What is it?

Variables in Apache Airflow works like a normal Python variable. It reduces hard-coding and duplicate code. In Airflow, you can use the same variables in different DAGs and Tasks, and it works basically the same as XCOMs or Airflow Connections.

Variables have three components; key, value, and description. The key is the unique identifier, the value needs to be a serializable JSON, and the description helps to identify each variable.


Creating Variables

Variables are created inside the Web Server:

Resulting in:


Using Variables in DAGs

To be able to access the defined variables, the DAG needs to import airflow.models.Variable class.

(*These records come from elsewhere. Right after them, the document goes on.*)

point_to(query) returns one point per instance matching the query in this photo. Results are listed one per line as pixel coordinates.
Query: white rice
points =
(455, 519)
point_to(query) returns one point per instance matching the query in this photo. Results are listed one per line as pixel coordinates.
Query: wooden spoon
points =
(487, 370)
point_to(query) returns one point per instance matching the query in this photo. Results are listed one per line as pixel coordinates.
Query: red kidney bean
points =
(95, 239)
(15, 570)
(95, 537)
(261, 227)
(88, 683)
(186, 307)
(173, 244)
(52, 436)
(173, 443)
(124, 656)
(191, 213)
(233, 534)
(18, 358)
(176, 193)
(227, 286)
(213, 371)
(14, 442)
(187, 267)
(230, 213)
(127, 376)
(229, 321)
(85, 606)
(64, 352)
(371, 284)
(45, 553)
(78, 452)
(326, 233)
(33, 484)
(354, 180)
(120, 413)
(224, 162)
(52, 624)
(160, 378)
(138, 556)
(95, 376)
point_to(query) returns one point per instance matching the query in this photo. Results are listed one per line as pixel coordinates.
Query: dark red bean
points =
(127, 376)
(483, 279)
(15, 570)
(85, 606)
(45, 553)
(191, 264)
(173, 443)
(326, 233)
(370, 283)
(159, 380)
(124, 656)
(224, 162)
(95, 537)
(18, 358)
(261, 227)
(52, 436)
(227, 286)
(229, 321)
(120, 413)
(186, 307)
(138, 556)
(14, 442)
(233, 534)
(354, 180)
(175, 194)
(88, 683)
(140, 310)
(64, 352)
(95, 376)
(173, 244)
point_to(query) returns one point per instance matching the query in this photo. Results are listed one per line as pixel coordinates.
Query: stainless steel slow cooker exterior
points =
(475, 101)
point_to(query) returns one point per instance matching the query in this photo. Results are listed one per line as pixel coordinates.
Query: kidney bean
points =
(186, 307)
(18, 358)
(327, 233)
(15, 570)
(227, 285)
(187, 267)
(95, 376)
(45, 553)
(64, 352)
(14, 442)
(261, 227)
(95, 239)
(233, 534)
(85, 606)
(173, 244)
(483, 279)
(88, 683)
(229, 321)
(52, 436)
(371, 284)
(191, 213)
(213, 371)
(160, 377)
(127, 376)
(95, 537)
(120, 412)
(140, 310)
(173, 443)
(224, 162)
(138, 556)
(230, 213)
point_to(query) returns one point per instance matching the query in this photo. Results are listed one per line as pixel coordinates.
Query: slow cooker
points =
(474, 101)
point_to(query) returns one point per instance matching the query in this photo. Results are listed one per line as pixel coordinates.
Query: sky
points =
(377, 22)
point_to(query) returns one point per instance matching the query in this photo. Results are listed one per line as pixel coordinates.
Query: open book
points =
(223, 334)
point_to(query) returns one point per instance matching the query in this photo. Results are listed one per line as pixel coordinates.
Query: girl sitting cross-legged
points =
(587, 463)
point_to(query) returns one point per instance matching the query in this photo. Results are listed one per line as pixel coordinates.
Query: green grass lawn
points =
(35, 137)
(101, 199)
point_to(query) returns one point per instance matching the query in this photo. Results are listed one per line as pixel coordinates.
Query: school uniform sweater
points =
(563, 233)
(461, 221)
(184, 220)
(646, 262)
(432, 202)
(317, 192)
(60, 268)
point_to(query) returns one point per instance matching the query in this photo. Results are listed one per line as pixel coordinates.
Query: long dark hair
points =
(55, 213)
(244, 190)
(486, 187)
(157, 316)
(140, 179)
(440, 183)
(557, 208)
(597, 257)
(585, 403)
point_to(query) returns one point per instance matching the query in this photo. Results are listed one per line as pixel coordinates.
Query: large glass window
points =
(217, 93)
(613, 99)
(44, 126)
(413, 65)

And to retrieve the value, just use the .get() method specifying the variable key and deserialize the JSON:

from airflow import DAG
from datetime import datetime
from airflow.models import Variable  # To access the variables
from airflow.operators.python import PythonOperator 
 
 
def train_model(ml_parameter):  # Receiving op_kwargs parameter
    print(f"Training model with {ml_parameter}")
 
 
with DAG(
    "variable_dag",
    start_date=datetime(2024, 2, 25),
    schedule_interval=None,
    catchup=False,
) as dag:
	# Connecting and retrieving defined variable.
    max_depth = Variable.get(
    "random_forest_parameters", deserialize_json=True)["max_depth"]
 
    train = PythonOperator(
        task_id=f"model_with_{max_depth}",
        python_callable=train_model,
        op_kwargs={"ml_parameter": max_depth},  # Passing as parameter
    )
 
    train